AWS Glacier Deep Archive Storage
The Amazon S3 Glacier storage classes are purpose-built for data archiving and provide durability and low cost archive storage in the cloud. There are a number of tools listed in our Cloud Backup Options webpage that facilitate migrating data to the cloud.
Consultation
If you'd like to discuss budgeting and options on how to migrate your data to cloud archive, we recommend contacting our team for assistance at rc@zi.columbia.edu.
Suggested use
Long term archive of data that is unlikely to be needed again, but which either must be retained for compliance or other reasons. While the storage is inexpensive, retrieval fees can be costly ($20 per TB retrieved, plus per object request fees).
AWS Deep Glacier Archive Costs
Current pricing can be viewed here: https://aws.amazon.com/s3/pricing/
Pricing for storage and retrieval (not including additional request per object fees) (Last updated 3/16/2023):
Monthly storage cost per TB | $0.99 |
Deep Glacier Retrieval fees per TB | $20.00 |
Preparation of data to be archived
Data transfer rates are much faster with fewer large files than with a greater number of small files, even when the same amount of data is being transferred. In order to get data restored as quickly as possible it would be best to make a small number of large tar, tar-gzip or zip archives. Of course one must also factor in the amount of time spent transferring unneeded data when considering this factor.

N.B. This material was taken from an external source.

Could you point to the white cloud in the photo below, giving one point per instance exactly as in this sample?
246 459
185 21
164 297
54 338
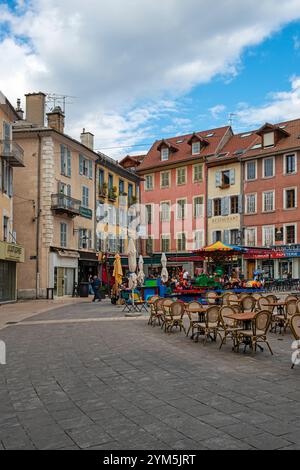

Additionally there is a per-request cost with each file being a separate "request". With datasets including many millions of files, this can add up to a significant cost and must be considered.
There is no "one size fits all" approach here. Only you know your data, and only you can guess as to what might need to be restored, but using tar, tar-gzip or zip archives to organize the data to be archived can save a lot of money when done properly. For data that benefits from compression, you will also see a savings in terms of storage and transfer fees if you compress the data. For data that does not compress well using gzip or zip (photo images are one example of this) compression may be a waste of time, and tar may be the best option. Putting in the time to research and/or test how compression affects your data can be well worth it. We stress that once an archive workflow has been designed, time spent automating such a process would be very well spent, as the time needed to do such work manually could be prohibitive.
Example Lab Usage and Costs
Lab A has determined that they have 10 datasets that they feel will probably never be needed again, but which have to be retained for compliance purposes. Each Dataset is 10TB and is made up of many directories each with many small files.
We advised them to make tar or tgz archives segregated by data that they think could need to be restored. This is a balance between the throughput issues related to pushing such data to Glacier as well as the per request charges which can add up when transferring many small files. In this case each 10TB dataset contains ten 1TB tar archives.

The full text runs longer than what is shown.